The author does an excellent job of looking at the actual history of Tokto and the interest of Koreans in it. He shows that attempts by nationalist historians to claim that Tokto was considered to be ‘Korean’ territory back in the Silla period (668-935 AD) are highly spurious. The references cited from the Samguk sagi history do not refer to Tokto but to the much bigger island of Ullûngdo and even that wasn’t considered part of the Silla kingdom but as a separate country (named Usan’guk, which bizarrely sounds like ‘land of the umbrellas’ in modern Korean). Later kingdoms on the Korean peninsula generally continued to show a lack of knowledge or interest in Tokto and at the end of the Chosôn dynasty when renowned patriot Min Yông-hwan saw the islets he called them “Japanese islands”.

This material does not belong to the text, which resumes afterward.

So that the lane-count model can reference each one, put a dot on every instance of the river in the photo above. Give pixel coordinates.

Han points out that the real interest in Tokto began in the 1950s under Syngman Rhee when a fierce fishing war developed between Japan and South Korea. Apparently, between 1947 and 1962 some 282 Japanese fishing boats were seized, around 3500 Japanese fishermen were detained and eight were killed. So the interest in Tokto has to be understood as part of the process of formation of South Korea’s modern nation state. More precisely, the collection of rocks in the middle of the sea is important to the Korean ruling class as a nationalist symbol that can always be revived to turn people’s attention toward old anti-Japanese feelings. Although the Japanese state is somewhat different to South Korea (as an erstwhile coloniser rather than a post-colonial nationalist regime), the Japanese ruling class seems to view Tokto in much the same way: as a means for mobilising nationalist sentiment. As Han puts it:
The rulers of both South Korea and Japan consistently use the Tokto problem as a means of expanding and reproducing nationalist feelings. South Korean leaders are constantly promoting the fear that Japan is about to attack Tokto at any moment. But this is nothing more than ideology.
Actually, as he points out, previous South Korean governments have not always shown that much patriotic love for Tokto - during negotiations with the Japanese in the 1960s, Kim Jong-pil apparently offered blow it up as a solution.
This is not, of course, to minimise the dangers of Japan’s recent turn to the right and its attempts to rebuild itself as a major military power (particularly with its participation in the Iraq quagmire, outlined brilliantly by Gavan McCormack in NLR 29). But the only way for Koreans to fight this is to ignore the nationalist rhetoric peddled by politicians and commentators and practise solidarity with ordinary Japanese people who will also suffer at the hands of a new era of Japanese militarism.